Fast Weight Loss Diet: I’m Such a Loser

Failing a diet does not mean we will never lose weight. It may sound obvious, but I bet that this is the first thought that many people have when they gradually find out that their efforts are not paying off. The failure of a diet (and by diet I do not mean one of those DYI diets that you find in women’s magazines), on the contrary, is a great chance to analyze what mistakes were made and do it better the next time.
Sometimes a weight loss diet fails because it’s not the right one for that particular individual. Yet, more often than not, fast weight loss diets fail because of lack of confidence, and plenty of fear of not succeeding and of making mistakes. But making mistakes does not mean failing. The cause of this fear is probably in a perfectionist and result-oriented culture where lack of success brings negative judgments with it.
Mistakes are not a sign of lack of skill, will nor strength. They are rather a sign of lack of knowledge of ourselves and the world. Mistakes are a chance to gain knowledge, so the best attitude when we fail a diet, is to ask ourselves what the lesson learnt is, rather than punishing ourselves.
A diet is not an exam, it is an experience, which is a word (I bet you never noticed, I hadn’t noticed myself until a few weeks ago), that shares the same root with experiment. Think of a lab experiment, it is a trial and error thing, the researcher already knows there will be failures, it is just part of the game. A fast weight loss diet plan (and indeed any experience we go through in our life) should be like this: open to mistakes and corrections.

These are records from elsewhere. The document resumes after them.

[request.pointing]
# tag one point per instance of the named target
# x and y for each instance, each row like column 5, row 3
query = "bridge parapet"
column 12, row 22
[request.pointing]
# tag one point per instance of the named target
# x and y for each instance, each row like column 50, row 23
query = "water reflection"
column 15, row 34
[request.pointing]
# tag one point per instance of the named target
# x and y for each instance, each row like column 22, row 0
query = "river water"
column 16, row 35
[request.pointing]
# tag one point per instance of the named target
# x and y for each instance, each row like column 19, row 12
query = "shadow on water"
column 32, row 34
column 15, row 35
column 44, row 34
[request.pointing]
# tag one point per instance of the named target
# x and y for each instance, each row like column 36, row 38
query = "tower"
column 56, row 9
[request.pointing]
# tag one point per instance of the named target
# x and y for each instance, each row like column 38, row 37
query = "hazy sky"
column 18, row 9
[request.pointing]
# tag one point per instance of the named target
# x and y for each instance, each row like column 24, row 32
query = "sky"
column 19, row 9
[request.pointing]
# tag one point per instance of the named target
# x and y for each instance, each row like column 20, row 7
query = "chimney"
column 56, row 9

Here’s a list of reasons why a weight loss diet plan that goes wrong may be seen as a personal failure:
Too much focus on results. Our fast weight loss diets become an exam because we introduce the concept of failure. What we really care about is losing weight, in other words, we only look at what is happening outside our body, whereas the inside remains completely neglected. But a good looking exterior, and an unhappy spirit are not a good combination at all, as it is either not possible (lack of satisfaction usually generated fat), or doable but unhealthy.
Too accurate expectations: we want to lose 7 KG, not one more, not one less. The problem is, our body may not agree with that. We need to give it some time and be flexible, if we want to carry on a healthy fast weight loss diet
Too fast in judging ourselves: you finally gave up and had that cheeseburger. Instead of asking ourselves “why?” we become aggressively judgmental: what should we expect? After all we lack of will power. The only thing that can happen is gaining weight…
Easy generalizations: if a diet fails, any diet will fail. There’s simply no weight loss plan that works for us, so we’ll never ever lose weight.
All this is NOT true: what if this is not the right moment? The first try is almost never a success, there is really no secret here, only learning from our mistakes.